Protagonista della storia è Valerio, un bambino che un giorno del 1976 assiste ad un attentato terroristico da parte di estremisti di sinistra ai danni di suo padre e alla sua scorta. Il padre si salva per miracolo, ma da quel momento la loro vita della famiglia si fa ancora più complicata, soprattutto per il piccolo Valerio che si porterà dietro l’eco di quella scena e vivrà nella paura costante di perdere suo padre. Arriva l’estate e la famiglia va in Calabria per passare le vacanze, per cambiare aria e per allontanarsi dalla pericolosa Roma, lì Valerio viene raggiunto da Christian, un ragazzo misterioso e più grande di lui, conosciuto poco prima, che è in breve tempo diventato il suo migliore amico.
Padrenostro è un film dalla doppia anima, da una parte è un film di formazione, dove il punto di vista del piccolo Valerio è quello principale, quello attraverso il quale viene filtrato l’evento principale del film, quell’attentato che è il motore dell’azione, e dall’altra è un thriller, nel quale la tensione viene costruita piano piano per far sì che il senso di pericolo sia costante e che il pubblico abbia paura di una nuova ritorsione imminente, così come la hanno i protagonisti. Ma bisogna dire che le due cose non sempre vanno perfettamente a braccetto. Soprattutto perché nella seconda metà il veicolo che unisce questi due elementi è Christian, l’ambiguo ragazzo dal passato inconoscibile che si avvicina a Valerio, un personaggio sfocato, la cui costruzione è affidata ad un inganno, ad un gioco di percezioni non proprio riuscitissimo.
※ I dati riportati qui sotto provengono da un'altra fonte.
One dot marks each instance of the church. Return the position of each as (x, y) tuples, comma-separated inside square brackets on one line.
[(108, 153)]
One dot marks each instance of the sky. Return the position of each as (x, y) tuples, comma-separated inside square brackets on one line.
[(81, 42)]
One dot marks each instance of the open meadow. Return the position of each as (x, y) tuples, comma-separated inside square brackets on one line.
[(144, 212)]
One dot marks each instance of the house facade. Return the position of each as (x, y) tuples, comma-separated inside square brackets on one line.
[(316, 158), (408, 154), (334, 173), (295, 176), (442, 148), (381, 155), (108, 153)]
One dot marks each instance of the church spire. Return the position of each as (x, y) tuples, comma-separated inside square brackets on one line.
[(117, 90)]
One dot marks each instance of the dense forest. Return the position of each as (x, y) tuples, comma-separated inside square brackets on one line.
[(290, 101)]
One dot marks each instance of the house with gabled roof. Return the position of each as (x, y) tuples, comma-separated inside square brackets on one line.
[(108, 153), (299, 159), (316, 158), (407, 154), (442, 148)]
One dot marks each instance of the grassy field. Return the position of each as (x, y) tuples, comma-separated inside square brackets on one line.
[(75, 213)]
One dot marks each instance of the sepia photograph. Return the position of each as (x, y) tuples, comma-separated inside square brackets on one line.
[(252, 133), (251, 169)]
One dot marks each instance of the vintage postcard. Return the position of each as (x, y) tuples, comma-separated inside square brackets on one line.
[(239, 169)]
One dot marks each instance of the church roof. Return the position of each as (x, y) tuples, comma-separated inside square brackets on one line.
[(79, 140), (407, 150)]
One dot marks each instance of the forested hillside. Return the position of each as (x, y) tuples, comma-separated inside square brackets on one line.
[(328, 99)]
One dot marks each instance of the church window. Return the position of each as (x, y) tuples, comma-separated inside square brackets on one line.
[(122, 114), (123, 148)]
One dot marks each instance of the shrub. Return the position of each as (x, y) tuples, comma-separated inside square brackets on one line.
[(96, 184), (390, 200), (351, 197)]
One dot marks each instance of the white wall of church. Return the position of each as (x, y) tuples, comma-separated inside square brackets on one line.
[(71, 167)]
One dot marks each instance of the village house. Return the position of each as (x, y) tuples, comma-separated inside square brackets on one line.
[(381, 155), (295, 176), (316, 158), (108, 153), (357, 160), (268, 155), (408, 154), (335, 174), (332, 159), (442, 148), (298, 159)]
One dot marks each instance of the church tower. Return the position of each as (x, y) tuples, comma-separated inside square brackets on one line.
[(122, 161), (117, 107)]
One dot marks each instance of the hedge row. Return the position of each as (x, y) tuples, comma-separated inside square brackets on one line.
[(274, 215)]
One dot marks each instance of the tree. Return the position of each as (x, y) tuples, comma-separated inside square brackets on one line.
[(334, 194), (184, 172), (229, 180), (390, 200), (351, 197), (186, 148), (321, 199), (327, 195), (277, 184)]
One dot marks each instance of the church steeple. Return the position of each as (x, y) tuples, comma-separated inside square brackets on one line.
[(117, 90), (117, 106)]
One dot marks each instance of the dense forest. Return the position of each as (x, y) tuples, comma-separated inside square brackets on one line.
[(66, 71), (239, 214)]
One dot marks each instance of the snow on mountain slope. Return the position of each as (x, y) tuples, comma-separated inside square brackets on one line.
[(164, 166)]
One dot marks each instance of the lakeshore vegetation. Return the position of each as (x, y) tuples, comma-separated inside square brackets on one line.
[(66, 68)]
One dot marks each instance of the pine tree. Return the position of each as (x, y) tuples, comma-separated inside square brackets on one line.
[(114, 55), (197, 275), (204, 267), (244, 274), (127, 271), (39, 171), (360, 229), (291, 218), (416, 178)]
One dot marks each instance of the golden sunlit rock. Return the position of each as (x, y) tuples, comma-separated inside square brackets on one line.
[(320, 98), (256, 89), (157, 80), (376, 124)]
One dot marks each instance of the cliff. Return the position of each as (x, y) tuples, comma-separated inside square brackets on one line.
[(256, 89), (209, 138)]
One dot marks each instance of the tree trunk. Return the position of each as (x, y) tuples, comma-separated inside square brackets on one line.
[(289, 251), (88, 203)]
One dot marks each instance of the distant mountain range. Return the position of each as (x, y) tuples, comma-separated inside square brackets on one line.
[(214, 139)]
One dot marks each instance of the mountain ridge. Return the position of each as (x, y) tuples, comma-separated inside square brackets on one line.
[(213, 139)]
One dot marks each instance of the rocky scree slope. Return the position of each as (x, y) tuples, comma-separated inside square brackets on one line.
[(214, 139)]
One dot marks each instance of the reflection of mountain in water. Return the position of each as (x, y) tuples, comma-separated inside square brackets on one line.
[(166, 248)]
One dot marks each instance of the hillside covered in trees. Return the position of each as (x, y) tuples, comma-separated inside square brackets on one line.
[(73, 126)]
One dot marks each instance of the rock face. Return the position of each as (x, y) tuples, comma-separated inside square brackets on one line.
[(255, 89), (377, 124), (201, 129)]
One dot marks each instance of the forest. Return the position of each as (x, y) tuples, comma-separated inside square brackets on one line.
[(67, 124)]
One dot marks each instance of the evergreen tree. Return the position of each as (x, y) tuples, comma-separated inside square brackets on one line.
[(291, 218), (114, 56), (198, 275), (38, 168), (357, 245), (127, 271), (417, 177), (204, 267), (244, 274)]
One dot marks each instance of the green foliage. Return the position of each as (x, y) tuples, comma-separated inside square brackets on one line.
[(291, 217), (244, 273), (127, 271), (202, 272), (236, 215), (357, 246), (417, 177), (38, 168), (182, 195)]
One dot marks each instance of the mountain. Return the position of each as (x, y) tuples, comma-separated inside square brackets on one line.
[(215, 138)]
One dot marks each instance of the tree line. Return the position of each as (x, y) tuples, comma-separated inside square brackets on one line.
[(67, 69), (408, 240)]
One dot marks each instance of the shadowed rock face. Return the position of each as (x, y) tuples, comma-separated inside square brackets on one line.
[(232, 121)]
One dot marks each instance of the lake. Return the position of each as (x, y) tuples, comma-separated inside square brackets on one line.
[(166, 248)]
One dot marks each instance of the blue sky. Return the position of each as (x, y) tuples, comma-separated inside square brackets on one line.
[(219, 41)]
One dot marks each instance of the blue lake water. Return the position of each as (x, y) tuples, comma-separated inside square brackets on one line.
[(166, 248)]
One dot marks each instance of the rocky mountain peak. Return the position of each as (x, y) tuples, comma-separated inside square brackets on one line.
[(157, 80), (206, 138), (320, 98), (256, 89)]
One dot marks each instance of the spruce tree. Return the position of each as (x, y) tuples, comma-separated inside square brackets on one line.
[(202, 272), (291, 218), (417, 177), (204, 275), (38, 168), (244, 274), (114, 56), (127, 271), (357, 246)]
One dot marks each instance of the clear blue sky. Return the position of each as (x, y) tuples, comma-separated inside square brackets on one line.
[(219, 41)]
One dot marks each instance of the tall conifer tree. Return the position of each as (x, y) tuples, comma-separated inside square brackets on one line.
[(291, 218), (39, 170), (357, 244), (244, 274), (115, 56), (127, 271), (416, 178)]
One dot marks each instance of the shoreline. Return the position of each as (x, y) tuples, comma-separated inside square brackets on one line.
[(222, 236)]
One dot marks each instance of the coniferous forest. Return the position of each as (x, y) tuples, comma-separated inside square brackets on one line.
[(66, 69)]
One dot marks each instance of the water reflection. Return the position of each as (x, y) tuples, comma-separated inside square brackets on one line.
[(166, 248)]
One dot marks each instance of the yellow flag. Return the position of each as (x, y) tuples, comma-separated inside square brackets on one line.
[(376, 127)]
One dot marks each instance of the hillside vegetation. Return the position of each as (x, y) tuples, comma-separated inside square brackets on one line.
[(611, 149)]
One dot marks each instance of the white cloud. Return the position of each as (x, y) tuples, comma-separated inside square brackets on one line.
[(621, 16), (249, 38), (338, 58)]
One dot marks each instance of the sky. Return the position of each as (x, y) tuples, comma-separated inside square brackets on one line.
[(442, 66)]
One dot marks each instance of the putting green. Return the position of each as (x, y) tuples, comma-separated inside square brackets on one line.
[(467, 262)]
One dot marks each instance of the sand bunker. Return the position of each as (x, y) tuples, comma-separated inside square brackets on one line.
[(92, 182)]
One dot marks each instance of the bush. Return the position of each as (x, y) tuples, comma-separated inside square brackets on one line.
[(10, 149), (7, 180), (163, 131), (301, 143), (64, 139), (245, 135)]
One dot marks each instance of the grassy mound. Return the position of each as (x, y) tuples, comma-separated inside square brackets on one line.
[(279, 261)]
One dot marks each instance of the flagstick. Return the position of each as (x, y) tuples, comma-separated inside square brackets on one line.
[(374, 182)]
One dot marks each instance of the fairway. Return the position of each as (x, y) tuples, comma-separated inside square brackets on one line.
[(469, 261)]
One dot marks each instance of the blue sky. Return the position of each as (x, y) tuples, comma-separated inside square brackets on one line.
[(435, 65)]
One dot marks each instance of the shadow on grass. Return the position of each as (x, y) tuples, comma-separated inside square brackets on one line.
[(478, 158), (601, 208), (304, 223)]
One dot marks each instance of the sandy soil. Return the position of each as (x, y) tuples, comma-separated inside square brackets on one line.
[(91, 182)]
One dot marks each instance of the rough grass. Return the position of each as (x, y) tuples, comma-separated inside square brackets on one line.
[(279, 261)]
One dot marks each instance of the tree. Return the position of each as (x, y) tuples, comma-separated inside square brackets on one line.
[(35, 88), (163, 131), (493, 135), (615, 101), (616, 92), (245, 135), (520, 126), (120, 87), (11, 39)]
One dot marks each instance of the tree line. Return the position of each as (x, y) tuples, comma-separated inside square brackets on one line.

La volontà di inserire un colpo di scena che rivoluzioni il film e renda più evidente quanto l’elemento formativo del racconto vada di pari passo con il contesto storico, con l’elemento thriller di cui sopra, è ben comprensibile, ma allo stesso tempo quel colpo di scena finale non solo non è perfettamente riuscito, è anche un po’ forzato, dettato da esigenze narrative, sì comprensibili, ma allo stesso tempo aggirabili. Padrenostro funziona meglio laddove si fa film di relazione, piuttosto che di intrighi, perciò stupisce l’importanza che viene data al secondo elemento quando si tratta di andare a tirare le fila di un discorso, che mantiene una sua valenza, ma la annacqua con un sensazionalistico elemento d’intrattenimento.
Ma, nonostante tutto, Padrenostro resta un film interessante per lo sguardo gentile con il quale Claudio Noce racconta il suo giovane protagonista, per il contesto realistico nel quale lo inserisce, per tutte quelle piccole cose che rendono il suo racconto di formazione veritiero, ma soprattutto sentito. Per quanto l’impianto narrativo non funzioni benissimo, o meglio, prenda qui e lì direzioni ingenue e poco soddisfacenti, ciò che tiene in piedi il film è il suo grande cuore. Perché laddove Lacci, l’altro italiano di peso visto di recente a Venezia, tendeva ad essere emotivamente forzato, Padrenostro appare sincero, laddove il film di Luchetti sembra un’operazione puramente intellettuale, quello di Claudio Noce sembra dettato da un’esigenza narrativa che lo porta a commettere la sua dose di errori, ma lo tiene sempre e comunque a galla.
Pierfrancesco Favino, il cui nome capeggia a caratteri cubitali sui poster del film, è in realtà un interprete di supporto, e pur facendo bene, forse, non fa neanche benissimo, almeno rispetto al suo solito. Chi invece sorprende sono la fin troppo poco conosciuta e apprezzata Barbara Ronchi, il giovane protagonista Mattia Garaci, ma soprattutto Francesco Gheghi, visto l’anno scorso in Mio fratello rincorre i dinosauri, che qui ha a che fare con un personaggio non proprio eccezionale sulla carta, che riesce a fare suo e al quale dona molta personalità. Ci fossero più ruoli di spessore per interpreti della sua età in Italia, avrebbe tutte le carte in regola per diventare il Timothée Chalamet nostrano.